About 1 percent of students eligible to transfer out of a low-performing school actually exercise their right to do so under the federal law, Ms. Spellings said in her May 15 memo. Research by Ms. Piché’s group and others have produced similar estimates.
Schools that are labeled as “in need of improvement” have failed to meet their student achievement goals under NCLB for two consecutive years. School choice advocates say the percentage of transfers is low because districts undermine parents’ options by failing to notify them early enough and by offering them few transfer choices within their districts.
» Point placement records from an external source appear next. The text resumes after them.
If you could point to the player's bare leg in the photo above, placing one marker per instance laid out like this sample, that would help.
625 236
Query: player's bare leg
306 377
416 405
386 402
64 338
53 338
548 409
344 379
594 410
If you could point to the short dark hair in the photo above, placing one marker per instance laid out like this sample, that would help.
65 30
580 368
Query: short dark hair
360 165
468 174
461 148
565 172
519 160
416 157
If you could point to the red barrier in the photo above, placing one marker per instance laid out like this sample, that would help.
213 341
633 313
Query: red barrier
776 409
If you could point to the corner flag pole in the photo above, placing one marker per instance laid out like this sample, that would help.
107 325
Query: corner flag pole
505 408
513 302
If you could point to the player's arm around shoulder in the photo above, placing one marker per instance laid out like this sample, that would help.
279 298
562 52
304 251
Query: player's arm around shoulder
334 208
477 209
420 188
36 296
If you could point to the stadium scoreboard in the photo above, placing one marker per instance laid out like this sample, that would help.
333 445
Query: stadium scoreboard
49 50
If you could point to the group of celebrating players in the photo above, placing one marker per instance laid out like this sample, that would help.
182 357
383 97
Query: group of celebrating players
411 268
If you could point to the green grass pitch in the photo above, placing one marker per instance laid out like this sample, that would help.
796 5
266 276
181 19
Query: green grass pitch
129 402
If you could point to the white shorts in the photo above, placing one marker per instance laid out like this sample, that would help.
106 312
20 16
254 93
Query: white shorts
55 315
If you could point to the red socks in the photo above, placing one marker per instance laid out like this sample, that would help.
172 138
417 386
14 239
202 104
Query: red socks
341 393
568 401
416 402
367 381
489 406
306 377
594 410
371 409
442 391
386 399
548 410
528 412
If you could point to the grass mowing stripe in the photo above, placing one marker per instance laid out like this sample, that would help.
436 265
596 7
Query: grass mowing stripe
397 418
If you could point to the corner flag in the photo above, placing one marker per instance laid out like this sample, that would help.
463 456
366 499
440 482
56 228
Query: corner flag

But other education advocates say the participation rates mirror those of states and districts that have had open-enrollment policies for several decades.
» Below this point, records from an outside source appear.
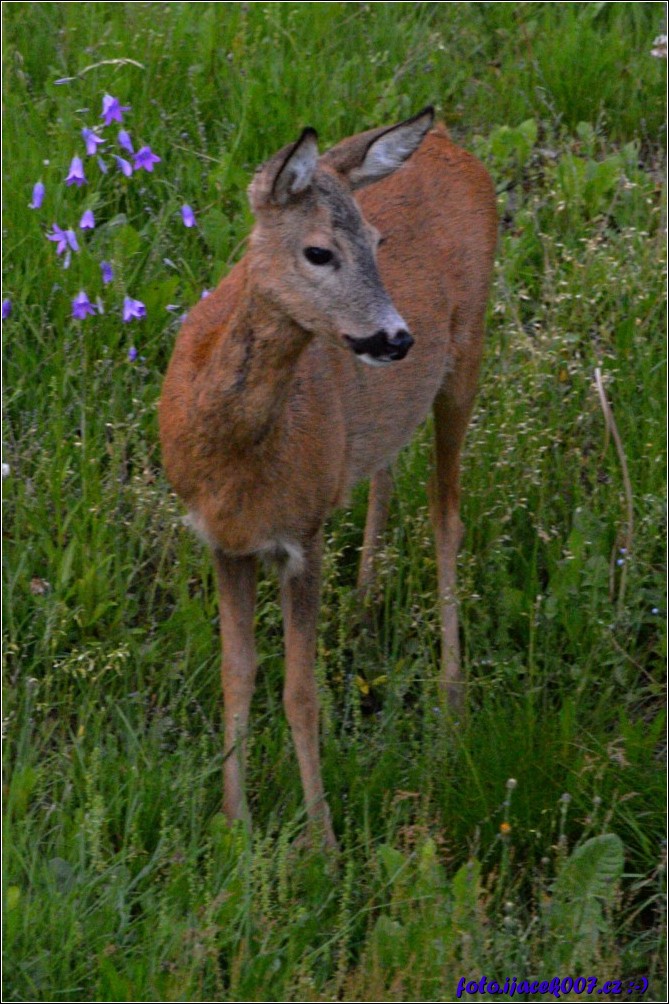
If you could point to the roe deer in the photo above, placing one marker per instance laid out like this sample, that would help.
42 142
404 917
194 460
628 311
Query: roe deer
269 416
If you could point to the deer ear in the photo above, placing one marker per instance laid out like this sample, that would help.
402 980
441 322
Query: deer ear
286 174
369 157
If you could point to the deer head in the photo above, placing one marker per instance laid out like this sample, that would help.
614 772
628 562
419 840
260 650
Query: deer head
312 253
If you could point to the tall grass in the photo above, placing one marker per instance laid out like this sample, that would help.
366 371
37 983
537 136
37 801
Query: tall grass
464 842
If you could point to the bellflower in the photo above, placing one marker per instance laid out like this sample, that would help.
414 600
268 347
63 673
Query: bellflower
75 176
124 166
133 308
37 196
113 109
64 239
146 159
91 141
81 306
126 142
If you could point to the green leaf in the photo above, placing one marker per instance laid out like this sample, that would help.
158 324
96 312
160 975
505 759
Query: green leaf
585 886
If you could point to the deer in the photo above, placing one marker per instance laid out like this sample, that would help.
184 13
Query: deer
358 306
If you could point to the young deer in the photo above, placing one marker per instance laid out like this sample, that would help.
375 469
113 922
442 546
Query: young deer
269 415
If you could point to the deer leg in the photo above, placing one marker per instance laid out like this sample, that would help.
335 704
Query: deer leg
236 582
378 507
300 600
451 423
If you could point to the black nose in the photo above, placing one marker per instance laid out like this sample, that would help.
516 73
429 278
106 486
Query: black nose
399 343
383 346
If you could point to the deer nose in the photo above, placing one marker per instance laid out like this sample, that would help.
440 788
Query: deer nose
397 343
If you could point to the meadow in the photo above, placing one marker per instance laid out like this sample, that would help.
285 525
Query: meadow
523 839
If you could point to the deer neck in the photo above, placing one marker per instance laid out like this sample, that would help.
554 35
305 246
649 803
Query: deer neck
251 371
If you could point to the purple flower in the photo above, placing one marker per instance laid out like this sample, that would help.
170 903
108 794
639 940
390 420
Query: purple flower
126 142
113 109
124 166
133 308
188 216
81 306
64 238
37 196
75 176
146 159
91 140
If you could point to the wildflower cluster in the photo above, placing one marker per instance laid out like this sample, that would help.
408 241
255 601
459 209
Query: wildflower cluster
98 150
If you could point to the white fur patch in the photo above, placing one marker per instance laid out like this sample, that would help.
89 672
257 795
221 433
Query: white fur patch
196 523
288 555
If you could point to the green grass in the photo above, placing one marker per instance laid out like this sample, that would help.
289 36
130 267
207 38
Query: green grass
121 881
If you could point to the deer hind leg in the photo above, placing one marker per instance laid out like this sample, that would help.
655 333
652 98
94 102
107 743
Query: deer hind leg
300 600
378 507
236 581
451 421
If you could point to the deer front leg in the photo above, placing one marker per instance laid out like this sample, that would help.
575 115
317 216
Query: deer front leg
450 426
300 599
236 583
378 507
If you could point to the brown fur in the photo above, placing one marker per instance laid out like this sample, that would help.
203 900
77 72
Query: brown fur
266 426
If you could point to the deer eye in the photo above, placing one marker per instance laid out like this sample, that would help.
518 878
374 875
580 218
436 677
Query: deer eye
318 256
“The history of the movement is 1 or 2 percent [change schools], even after you label a school” as poor-performing, said Bruce Hunter, the chief lobbyist for the American Association of School Administrators, an Arlington Va.-based group representing public school superintendents.
In Birmingham during the current school year, 108 of the 9,285 students in schools in need of improvement have exercised their right to attend another school that is making adequate yearly progress, or AYP, under the federal law. The participating students started at their new schools the day after Labor Day, three weeks after the 2006-07 school year started, said Regina T. Waller, a spokeswoman for the 31,800-student district.
The district’s letter informing parents of their right to choose a different school was dated Aug. 7—three days before school began—because the state didn’t publicly announce AYP results until that day, Ms. Waller said.
Because the district knew the AYP results and which schools would be required to offer choice before the Aug. 7 announcement, it prepared the letter in advance and delivered it to the post office on Aug. 6, she said.
An Earlier Inquiry
Mr. Jackson, a former Democratic member of the Alabama House of Representatives, said that letter overemphasized positive results, such as two schools that had made AYP for the first time, and didn’t fully explain why the 27 schools that are in need of improvement are on the list.
Parents weren’t “comprehensively informed about the academic choices,” said Mr. Jackson, who added that he is not affiliated with a political party.
He said his complaints about the Birmingham district and the Alabama Department of Education’s oversight of it are falling on deaf ears in Washington.
“We’re trying to push [the federal Education Department] off its do-nothing stool,” Mr. Jackson said.
The department did intervene in the Birmingham district last year in response to an earlier complaint from Mr. Jackson’s group that the district wasn’t even offering school choice to parents. The department instructed the district to offer school transfers in the middle of the 2005-06 school year because the district had failed to do so before the year started. (“U.S. Orders Alabama District to Offer NCLB Transfers,” Jan. 4, 2006.)
In the complaints against the Los Angeles and Compton districts, parents cited what they see as similar efforts by the districts to curtail parents’ options for transferring their children out of schools needing improvement. The California education department is investigating the complaint, but the federal department hasn’t acted on it, Mr. Bolick said.